Migrate to using duckdb/duckdb-async npm package instead of duckdb-wasm
As noted in #5332, duckdb-wasm does not support reading from compressed CSV/TSV files for some reason, and additionally multithreaded execution is not well supported in the WASM build (background discussed in https://duckdb.org/2021/10/29/duckdb-wasm.html), which means that performance in Positron will be hampered.
We could address both of these issues, multithreading and reading compressed files (without workarounds like decompressing a gzip file in-memory in NodeJS and then feeding it into DuckDB) by switching to duckdb-async, which is a TypeScript async wrapper for the duckdb NodeJS bindings. This is what https://github.com/antonycourtney/tad uses, for example. This is the ultimate direction that we need to go.

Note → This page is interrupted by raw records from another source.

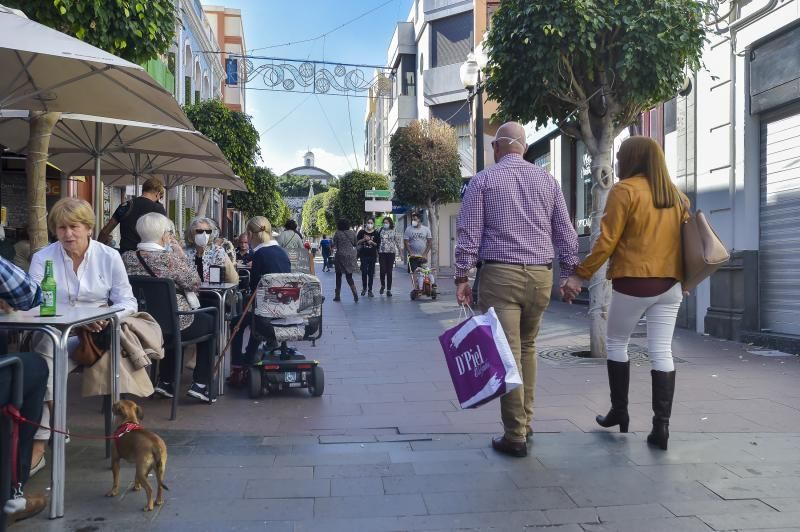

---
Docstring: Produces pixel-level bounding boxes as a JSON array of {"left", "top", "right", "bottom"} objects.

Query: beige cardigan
[{"left": 81, "top": 312, "right": 164, "bottom": 397}]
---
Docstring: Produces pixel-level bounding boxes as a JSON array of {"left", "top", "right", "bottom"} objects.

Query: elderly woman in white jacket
[{"left": 29, "top": 198, "right": 138, "bottom": 473}]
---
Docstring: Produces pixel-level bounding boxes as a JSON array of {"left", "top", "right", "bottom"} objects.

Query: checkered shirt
[
  {"left": 0, "top": 257, "right": 42, "bottom": 310},
  {"left": 455, "top": 154, "right": 580, "bottom": 278}
]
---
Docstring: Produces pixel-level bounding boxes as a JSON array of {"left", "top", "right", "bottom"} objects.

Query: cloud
[{"left": 261, "top": 145, "right": 356, "bottom": 176}]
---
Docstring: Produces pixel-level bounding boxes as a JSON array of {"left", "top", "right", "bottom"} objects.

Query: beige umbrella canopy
[
  {"left": 0, "top": 5, "right": 193, "bottom": 129},
  {"left": 0, "top": 111, "right": 246, "bottom": 227}
]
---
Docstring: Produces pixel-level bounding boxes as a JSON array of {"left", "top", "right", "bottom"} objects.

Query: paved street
[{"left": 13, "top": 270, "right": 800, "bottom": 532}]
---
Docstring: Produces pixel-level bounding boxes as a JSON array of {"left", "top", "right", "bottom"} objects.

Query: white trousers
[{"left": 606, "top": 283, "right": 683, "bottom": 371}]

The downside of the duckdb NodeJS bindings is that the DuckDB C++ library gets built from source during npm install and statically linked into the NodeJS extension. I tinkered with this locally and while it's possible to get the DuckDB build running in parallel on Linux/macOS, I couldn't figure out how to get it building in parallel on Windows. A single-threaded build on DuckDB takes well over 10 minutes so this would not be ideal, so I'm not going to pursue this for the time being until we can resolve the build performance issue.
Perhaps adopting the new Node.js API (New) would be ideal as it would eliminate the build issue?

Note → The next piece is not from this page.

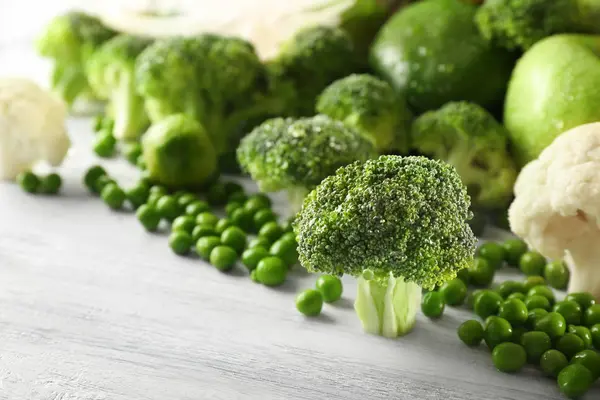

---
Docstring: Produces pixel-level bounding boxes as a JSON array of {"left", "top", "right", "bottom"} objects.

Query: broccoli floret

Main Differences from duckdb-node
- Native support for Promises; no need for separate duckdb-async wrapper.
- DuckDB-specific API; not based on the SQLite Node API.
- Lossless & efficent support for values of all DuckDB data types.
- Wraps released DuckDB binaries instead of rebuilding DuckDB.
- Built on DuckDB's C API; exposes more functionality.
Indeed we created new node bindings that use pre-built libraries. Should greatly reduce build time. I would warmly recommend checking it out.
Thanks — after talking with you about this a few weeks ago, I plan to do the migration but we will have to wait until Positron moves to arch-specific macOS installers (currently there is just a universal binary: https://positron.posit.co/download.html). I'm not sure what the timeline on that will be but I'll update the thread here whenever it's time!
We could build a universal binary version for OSX of the new node buildings if it helps?
Do you imagine opting in to getting the universal binary with an environment variable or similar? I think it's not a bad idea to have as an option since many people are still creating universal app distributions for macOS (even though Intel seems to be going the way of PowerPC soon enough)
Yes, let me check with the maintainers. CC @jraymakers
I'll have to research whether it's possible to build an OS X universal binary using the Node addon build tool (node-gyp).
However, it may be possible to solve this in a different (perhaps simpler) way. If you bundle both @duckdb/node-bindings-darwin-x64 and @duckdb/node-bindings-darwin-arm64 in your Mac OS X (universal) package, by adding direct dependencies to both of these to your package.json (rather than relying on the optional dependencies from @duckdb/node-bindings), then the appropriate one for the user's platform should get loaded.